Back to Back Theatre presents MULTIPLE BAD THINGS

by | May 14, 2024

MULTIPLE BAD THINGS, the new work by Back to Back Theatre will come to Malthouse later this month direct from a season at Brussels Theater Nationale as part of Kunstenfestivaldesarts. Directed by Back to Back Artistic Associates Tamara Searle and Ingrid Voorendt, who co-authored the work with ensemble members and guest artists, it stars Simon Laherty, Sarah Mainwaring and Scott Price, and is the first major work for the Company by new directors in 17 years.

“This project began with conversations about identity and displacement,” says co-director Tamara Searle . “We were initially interested in the parallels between access to a country when you don’t have the right passport, and access to a society when you are disabled by it. Our ensemble members empathised with displaced people and felt a connection to their experiences. We began the project during covid lockdowns, a time of uncertainty and isolation. We felt compelled to connect global disputes and disenfranchisement with very domestic and intimate experiences of belonging and exclusion.”

Still a work in progress, co-director Ingrid Voorendt explains that initial ideas happened in mid-2021 and the work premiered in April 2024. “It’s still not finished though! We continue to develop the work through the process of performing it. One of the challenges along the way was finding the time to work on the show, as our ensemble did a lot of international touring in 2022 and 2023.”

The show was written collaboratively through a long process of improvising, transcribing, editing, and arranging. “Our making process was collective, conversational, and shared,” says Searle. “Sharing can be messy and sometimes difficult, and for us, sharing has involved listening deeply, stretching our imaginations, experiencing discomfort and confusion, and opening up to new perspectives and lived experiences.”

Devisor and performer Scott Price says the work is attempting to reflect on the world we are living in right now and the systems of oppression we participate in. “We are attempting to reflect how it feels to be alive in a time where there’s so much division both globally and domestically. We are asking – is it alright to live our small lives? Or is it necessary for us to take on the politics of the world, especially at this time?  These questions are significant for us and hopefully significant for our audience too.”

The work discusses many themes – identity, colonisation, misogyny, ableism – themes many of us are grappling with in our everyday lives. “We think it’s important to highlight that we all create and claim territory through land, politics, identity, language and bodies,” says Searle . “The creation of borders creates division and disconnects people.

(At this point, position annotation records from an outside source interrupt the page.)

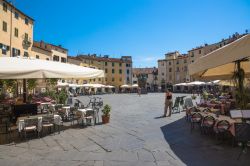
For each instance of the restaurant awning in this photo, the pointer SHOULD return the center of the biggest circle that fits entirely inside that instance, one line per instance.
(21, 68)
(220, 64)
(181, 84)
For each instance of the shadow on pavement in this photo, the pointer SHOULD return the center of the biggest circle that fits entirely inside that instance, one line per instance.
(195, 149)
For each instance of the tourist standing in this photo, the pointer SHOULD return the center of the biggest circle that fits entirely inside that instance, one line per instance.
(139, 91)
(168, 103)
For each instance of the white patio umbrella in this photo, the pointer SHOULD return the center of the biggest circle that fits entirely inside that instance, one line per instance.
(62, 84)
(220, 64)
(181, 84)
(19, 68)
(195, 83)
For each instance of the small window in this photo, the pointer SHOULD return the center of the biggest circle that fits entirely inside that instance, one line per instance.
(26, 36)
(26, 20)
(4, 26)
(26, 54)
(5, 7)
(16, 15)
(16, 32)
(177, 69)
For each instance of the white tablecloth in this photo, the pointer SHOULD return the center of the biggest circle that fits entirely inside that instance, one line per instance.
(21, 125)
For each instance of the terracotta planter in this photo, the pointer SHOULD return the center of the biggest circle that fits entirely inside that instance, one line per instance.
(105, 119)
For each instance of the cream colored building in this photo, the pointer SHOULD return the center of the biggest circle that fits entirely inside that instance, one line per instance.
(173, 69)
(16, 31)
(151, 75)
(118, 71)
(47, 51)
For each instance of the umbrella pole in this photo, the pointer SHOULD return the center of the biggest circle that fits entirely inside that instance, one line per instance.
(24, 90)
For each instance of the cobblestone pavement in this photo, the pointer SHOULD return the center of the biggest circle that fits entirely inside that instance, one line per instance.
(135, 136)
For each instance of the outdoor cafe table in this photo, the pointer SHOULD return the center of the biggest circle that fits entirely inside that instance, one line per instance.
(83, 111)
(67, 110)
(223, 117)
(20, 121)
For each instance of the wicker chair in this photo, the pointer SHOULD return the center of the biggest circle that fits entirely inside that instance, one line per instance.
(30, 125)
(48, 123)
(207, 124)
(196, 118)
(222, 128)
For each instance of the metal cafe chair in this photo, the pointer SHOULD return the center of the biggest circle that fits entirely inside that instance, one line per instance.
(196, 118)
(242, 137)
(207, 124)
(30, 125)
(48, 123)
(221, 129)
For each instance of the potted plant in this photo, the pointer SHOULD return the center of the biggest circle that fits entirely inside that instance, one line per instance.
(193, 97)
(106, 114)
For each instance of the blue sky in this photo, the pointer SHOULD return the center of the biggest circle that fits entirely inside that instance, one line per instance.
(144, 29)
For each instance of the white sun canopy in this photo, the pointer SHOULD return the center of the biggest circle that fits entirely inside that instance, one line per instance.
(220, 64)
(195, 83)
(181, 84)
(20, 68)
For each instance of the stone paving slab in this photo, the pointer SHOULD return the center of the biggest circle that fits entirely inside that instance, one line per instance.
(136, 136)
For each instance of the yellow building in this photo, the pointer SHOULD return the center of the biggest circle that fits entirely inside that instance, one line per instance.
(173, 69)
(46, 51)
(118, 71)
(16, 31)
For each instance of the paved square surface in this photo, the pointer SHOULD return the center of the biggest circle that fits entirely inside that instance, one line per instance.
(136, 136)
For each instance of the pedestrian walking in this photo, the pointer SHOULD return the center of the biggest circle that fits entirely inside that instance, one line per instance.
(139, 91)
(168, 103)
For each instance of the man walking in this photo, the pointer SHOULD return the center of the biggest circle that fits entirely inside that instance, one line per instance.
(168, 103)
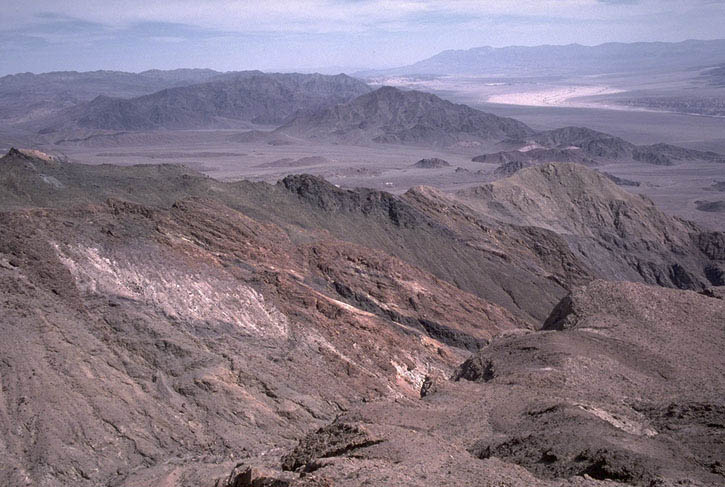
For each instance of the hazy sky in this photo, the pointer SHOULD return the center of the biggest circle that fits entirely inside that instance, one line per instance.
(133, 35)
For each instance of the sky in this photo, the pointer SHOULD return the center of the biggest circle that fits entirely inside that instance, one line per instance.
(320, 35)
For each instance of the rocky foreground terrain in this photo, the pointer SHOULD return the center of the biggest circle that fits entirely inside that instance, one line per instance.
(160, 327)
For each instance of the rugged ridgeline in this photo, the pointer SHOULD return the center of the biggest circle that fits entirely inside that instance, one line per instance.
(161, 326)
(392, 116)
(620, 235)
(589, 147)
(569, 59)
(261, 98)
(26, 96)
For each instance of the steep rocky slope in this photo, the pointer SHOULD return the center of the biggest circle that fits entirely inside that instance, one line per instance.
(390, 115)
(160, 327)
(588, 147)
(622, 387)
(622, 236)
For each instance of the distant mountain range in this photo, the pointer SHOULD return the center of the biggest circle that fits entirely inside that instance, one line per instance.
(568, 59)
(390, 115)
(252, 96)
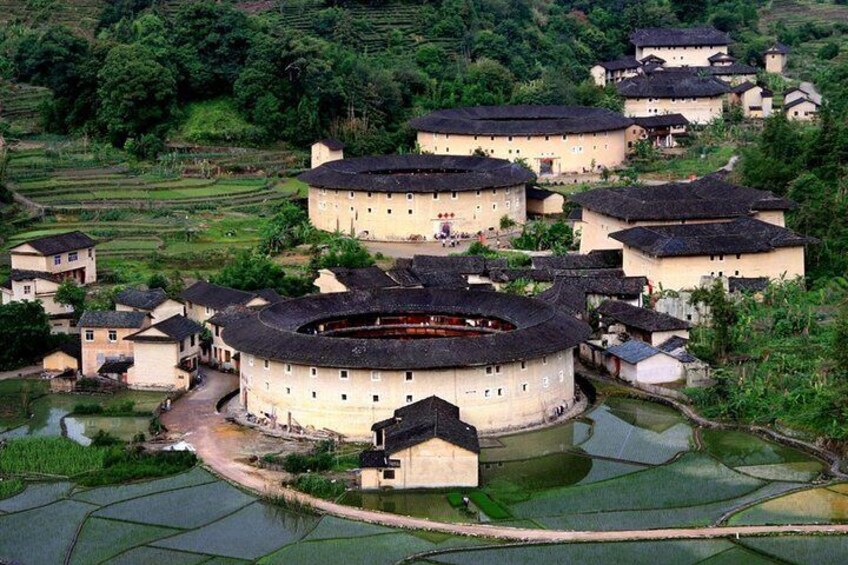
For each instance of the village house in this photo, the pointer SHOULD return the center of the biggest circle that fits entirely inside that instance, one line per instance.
(708, 199)
(154, 301)
(165, 355)
(424, 445)
(220, 354)
(326, 150)
(40, 265)
(618, 318)
(680, 47)
(698, 98)
(541, 202)
(104, 340)
(203, 300)
(776, 58)
(663, 131)
(676, 257)
(341, 279)
(553, 140)
(755, 101)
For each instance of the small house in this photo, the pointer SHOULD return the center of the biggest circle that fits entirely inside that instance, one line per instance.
(424, 445)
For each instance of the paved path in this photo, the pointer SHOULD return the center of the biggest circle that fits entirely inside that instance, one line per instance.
(223, 445)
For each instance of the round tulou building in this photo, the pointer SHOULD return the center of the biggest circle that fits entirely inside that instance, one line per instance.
(554, 140)
(415, 197)
(344, 361)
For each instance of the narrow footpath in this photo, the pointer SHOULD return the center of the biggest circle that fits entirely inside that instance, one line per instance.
(223, 446)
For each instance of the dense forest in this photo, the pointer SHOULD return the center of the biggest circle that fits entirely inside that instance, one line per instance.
(270, 80)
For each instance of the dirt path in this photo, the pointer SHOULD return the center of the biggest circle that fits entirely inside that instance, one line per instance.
(223, 446)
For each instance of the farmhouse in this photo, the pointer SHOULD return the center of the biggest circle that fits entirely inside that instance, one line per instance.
(776, 57)
(325, 151)
(679, 257)
(104, 340)
(154, 301)
(708, 199)
(416, 197)
(755, 101)
(203, 300)
(40, 265)
(698, 98)
(423, 445)
(343, 361)
(165, 355)
(680, 47)
(553, 140)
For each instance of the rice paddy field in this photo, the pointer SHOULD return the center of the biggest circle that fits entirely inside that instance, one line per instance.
(628, 464)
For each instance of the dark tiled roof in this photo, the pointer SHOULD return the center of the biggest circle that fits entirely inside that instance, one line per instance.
(747, 284)
(215, 296)
(364, 278)
(621, 64)
(111, 319)
(142, 299)
(779, 48)
(274, 333)
(707, 197)
(520, 120)
(672, 84)
(176, 328)
(536, 193)
(231, 314)
(678, 37)
(54, 244)
(424, 420)
(641, 318)
(599, 259)
(332, 144)
(116, 367)
(742, 235)
(662, 121)
(417, 173)
(633, 351)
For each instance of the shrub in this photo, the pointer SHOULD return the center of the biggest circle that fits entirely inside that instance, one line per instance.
(319, 486)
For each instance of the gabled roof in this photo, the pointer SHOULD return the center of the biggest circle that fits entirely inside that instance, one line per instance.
(662, 120)
(709, 197)
(55, 244)
(621, 64)
(176, 328)
(641, 318)
(363, 279)
(332, 144)
(520, 120)
(778, 48)
(112, 319)
(678, 37)
(141, 299)
(742, 235)
(216, 296)
(672, 83)
(231, 315)
(633, 351)
(424, 420)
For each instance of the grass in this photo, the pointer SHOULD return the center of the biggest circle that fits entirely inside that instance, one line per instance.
(49, 456)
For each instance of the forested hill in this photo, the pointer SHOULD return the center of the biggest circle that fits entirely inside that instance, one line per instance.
(295, 70)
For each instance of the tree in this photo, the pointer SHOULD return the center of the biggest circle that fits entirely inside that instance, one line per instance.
(288, 228)
(137, 94)
(71, 294)
(24, 332)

How can we maintain an openness, especially with people we disagree with?”

Based in the Victorian regional centre of Geelong, Back to Back Theatre is widely recognised as an Australian theatre company of national and international significance. The company is driven by an ensemble of actors who identify as having an intellectual disability or as neurodivergent. The company is considered one of Australia’s most important cultural exports.

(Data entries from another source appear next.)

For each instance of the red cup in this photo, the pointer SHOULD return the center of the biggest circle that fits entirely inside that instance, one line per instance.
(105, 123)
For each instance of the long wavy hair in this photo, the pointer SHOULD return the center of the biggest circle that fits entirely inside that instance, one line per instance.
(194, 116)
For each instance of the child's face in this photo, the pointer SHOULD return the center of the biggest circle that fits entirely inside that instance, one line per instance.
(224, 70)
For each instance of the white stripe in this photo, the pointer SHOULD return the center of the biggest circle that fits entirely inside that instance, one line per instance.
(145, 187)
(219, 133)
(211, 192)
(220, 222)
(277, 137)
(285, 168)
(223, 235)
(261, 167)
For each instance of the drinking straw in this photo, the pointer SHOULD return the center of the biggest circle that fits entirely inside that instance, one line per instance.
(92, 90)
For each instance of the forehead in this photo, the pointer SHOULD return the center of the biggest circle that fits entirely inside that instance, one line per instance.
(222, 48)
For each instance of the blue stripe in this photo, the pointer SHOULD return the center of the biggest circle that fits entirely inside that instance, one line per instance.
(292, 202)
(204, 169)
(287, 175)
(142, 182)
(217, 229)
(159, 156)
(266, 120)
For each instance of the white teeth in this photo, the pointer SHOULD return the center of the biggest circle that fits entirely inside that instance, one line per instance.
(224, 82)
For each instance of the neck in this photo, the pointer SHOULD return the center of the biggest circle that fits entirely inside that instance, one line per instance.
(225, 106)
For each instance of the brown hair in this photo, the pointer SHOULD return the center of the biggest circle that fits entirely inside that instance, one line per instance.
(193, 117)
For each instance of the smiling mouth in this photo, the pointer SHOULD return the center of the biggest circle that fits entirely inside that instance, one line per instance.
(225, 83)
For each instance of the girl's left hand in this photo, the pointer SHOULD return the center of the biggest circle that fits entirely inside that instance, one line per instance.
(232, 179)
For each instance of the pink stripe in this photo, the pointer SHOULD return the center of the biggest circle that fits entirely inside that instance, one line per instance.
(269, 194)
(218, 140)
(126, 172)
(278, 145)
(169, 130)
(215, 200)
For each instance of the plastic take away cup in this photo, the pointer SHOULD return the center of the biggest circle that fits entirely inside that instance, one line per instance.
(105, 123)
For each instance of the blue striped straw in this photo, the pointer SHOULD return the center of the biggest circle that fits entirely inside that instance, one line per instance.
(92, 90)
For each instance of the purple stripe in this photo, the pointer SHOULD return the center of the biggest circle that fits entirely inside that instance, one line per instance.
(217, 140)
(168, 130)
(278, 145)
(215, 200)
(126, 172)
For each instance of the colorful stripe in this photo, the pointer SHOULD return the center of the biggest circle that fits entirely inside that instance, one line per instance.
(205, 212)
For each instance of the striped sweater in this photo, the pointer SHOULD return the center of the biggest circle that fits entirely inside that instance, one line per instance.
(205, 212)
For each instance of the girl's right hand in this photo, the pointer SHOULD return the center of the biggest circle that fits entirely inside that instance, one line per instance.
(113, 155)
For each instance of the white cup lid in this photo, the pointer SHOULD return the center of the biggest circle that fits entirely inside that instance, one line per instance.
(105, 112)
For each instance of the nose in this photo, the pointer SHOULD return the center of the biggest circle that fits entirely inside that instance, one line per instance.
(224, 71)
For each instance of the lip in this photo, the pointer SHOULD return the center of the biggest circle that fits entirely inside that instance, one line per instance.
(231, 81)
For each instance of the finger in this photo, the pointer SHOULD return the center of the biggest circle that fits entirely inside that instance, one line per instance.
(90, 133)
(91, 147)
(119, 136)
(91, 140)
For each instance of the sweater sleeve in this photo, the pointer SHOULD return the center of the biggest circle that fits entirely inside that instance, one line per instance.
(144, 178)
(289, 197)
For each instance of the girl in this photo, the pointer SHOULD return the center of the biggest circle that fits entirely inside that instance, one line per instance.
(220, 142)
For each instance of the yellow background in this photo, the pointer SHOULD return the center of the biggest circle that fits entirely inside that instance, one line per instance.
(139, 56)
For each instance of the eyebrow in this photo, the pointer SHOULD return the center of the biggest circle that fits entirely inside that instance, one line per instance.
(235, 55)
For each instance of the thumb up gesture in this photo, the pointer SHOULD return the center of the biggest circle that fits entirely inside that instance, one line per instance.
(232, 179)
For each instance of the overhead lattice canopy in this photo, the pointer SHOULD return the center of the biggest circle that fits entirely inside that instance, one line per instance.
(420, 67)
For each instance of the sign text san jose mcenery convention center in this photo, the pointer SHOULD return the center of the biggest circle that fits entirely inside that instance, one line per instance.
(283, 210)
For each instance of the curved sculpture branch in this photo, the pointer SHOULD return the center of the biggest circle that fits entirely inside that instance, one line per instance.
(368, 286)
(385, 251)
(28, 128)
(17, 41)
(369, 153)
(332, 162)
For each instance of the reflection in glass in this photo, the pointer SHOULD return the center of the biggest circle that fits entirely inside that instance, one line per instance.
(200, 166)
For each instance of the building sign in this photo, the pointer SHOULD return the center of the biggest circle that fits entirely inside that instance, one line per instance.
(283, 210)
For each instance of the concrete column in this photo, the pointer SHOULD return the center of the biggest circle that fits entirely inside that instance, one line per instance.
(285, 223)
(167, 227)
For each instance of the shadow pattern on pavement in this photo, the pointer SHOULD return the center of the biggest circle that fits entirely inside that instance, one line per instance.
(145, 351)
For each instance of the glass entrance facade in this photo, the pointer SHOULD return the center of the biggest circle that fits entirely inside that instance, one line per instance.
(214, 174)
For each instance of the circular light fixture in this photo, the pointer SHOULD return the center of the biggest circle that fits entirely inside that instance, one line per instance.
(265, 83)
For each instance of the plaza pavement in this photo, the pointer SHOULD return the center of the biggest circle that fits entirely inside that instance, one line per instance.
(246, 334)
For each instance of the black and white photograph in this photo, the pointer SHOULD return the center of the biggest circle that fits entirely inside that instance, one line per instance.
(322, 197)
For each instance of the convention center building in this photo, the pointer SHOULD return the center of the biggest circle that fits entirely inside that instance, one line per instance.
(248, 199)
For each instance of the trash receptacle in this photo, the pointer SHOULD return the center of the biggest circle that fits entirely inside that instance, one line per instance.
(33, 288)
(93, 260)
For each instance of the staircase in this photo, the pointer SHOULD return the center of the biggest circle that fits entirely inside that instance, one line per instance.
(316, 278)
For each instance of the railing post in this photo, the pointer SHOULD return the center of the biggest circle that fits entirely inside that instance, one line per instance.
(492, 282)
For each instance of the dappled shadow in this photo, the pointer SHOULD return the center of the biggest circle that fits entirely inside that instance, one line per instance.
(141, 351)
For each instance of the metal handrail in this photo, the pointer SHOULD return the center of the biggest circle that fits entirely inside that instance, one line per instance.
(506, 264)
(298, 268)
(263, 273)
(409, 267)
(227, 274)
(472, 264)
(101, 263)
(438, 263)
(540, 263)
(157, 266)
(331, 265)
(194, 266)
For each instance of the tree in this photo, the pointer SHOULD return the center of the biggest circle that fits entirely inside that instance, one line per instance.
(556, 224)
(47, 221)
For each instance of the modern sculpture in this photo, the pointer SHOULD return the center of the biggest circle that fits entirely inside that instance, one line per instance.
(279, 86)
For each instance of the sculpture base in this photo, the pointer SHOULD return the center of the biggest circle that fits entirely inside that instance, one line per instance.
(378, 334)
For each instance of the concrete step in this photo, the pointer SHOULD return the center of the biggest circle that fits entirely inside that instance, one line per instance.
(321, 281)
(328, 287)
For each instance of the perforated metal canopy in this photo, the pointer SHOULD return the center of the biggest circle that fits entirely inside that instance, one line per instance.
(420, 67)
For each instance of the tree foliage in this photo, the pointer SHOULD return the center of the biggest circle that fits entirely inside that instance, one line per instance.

Voorendt worked as a guest artist in many Back to Back community projects and programs before becoming an artistic associate in 2018. “I would describe my experience with the company as pivotal to my practice as an artist,” she says. “I adore working with the ensemble and the other artists with disability who are engaged by the company. I am continually challenged to expand my thinking, my understanding and my worldview.”

The show opened in Brussels May 10 with the company really having looked forward to sharing their work with a European audience. “We are here because we were invited to be part of the Kunstenfestivaldesarts, says devisor and performer: Sarah Mainwaring. “Yes, we hope for more international touring with this show!”

MULTIPLE BAD THINGS is theatre. It is not real. But in a world where self-righteously indignant voices so often drown out the most disenfranchised and vulnerable, this theatre sometimes feels real.

Says  Price, “There’s lots of humour! And a stunning moment of theatrical transformation.”